Cities across the state are suing a group of chemical producers for allegedly bilking taxpayers out of millions by inflating the price of a compound needed for water treatment.

Minneapolis, St. Paul, Duluth and Rochester are among the cities seeking to recoup their money after a former chemical company executive in New Jersey admitted this fall to his role in a price-fixing scheme spanning more than a decade. More than 30 related lawsuits have been filed nationally, seven of them in Minnesota.

The cases center on the price of liquid aluminum sulfate, known as alum, which is used by local governments to purify drinking water — as well as clean wastewater and lakes. It is also used by pulp and paper companies. Some cities have seen upward of threefold increases in alum prices since the late 1990s, when the alleged price fixing began.

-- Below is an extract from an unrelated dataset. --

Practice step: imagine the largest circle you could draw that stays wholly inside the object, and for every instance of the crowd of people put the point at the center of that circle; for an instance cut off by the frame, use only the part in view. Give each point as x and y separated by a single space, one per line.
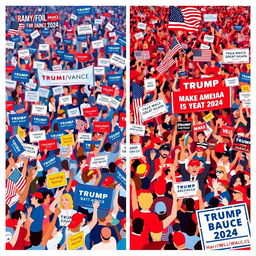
162 220
56 133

“If you really do the economics, the price should be flat or slowly declining,” said Duluth City Attorney Gunnar Johnson. “And that’s not what we were seeing.”

Minneapolis, which produces 57 million gallons of clean drinking water per day, uses alum more than all but one other chemical in its treatment process. The city pays about $900,000 a year for it, up from $200,000 to $300,000 in the late 1990s, according to attorneys with Lockridge Grindal Nauen, the firm that has been filing the local lawsuits.

Precisely how much cities were overcharged remains unclear, pending a more thorough economic analysis as the cases move forward, attorneys said. But based on experiences in other similar cases, Joe Bruckner of Lockridge Grindal Nauen noted that “people and companies don’t enter into illegal price fixing conspiracies unless they think there’s something pretty substantial to be gained by doing so.”

Price increases

The lawsuits are seeking class action status. They target six primary producers of alum, saying they colluded to take advantage of the municipal bidding process, which favors low bidders. The companies allegedly eliminated competition by agreeing not to pursue each other’s historical customers. The lawsuit said they accomplished it by discussing the price of bids intended to win contracts, then ensuring they were selected by having other companies submit bids at much higher prices.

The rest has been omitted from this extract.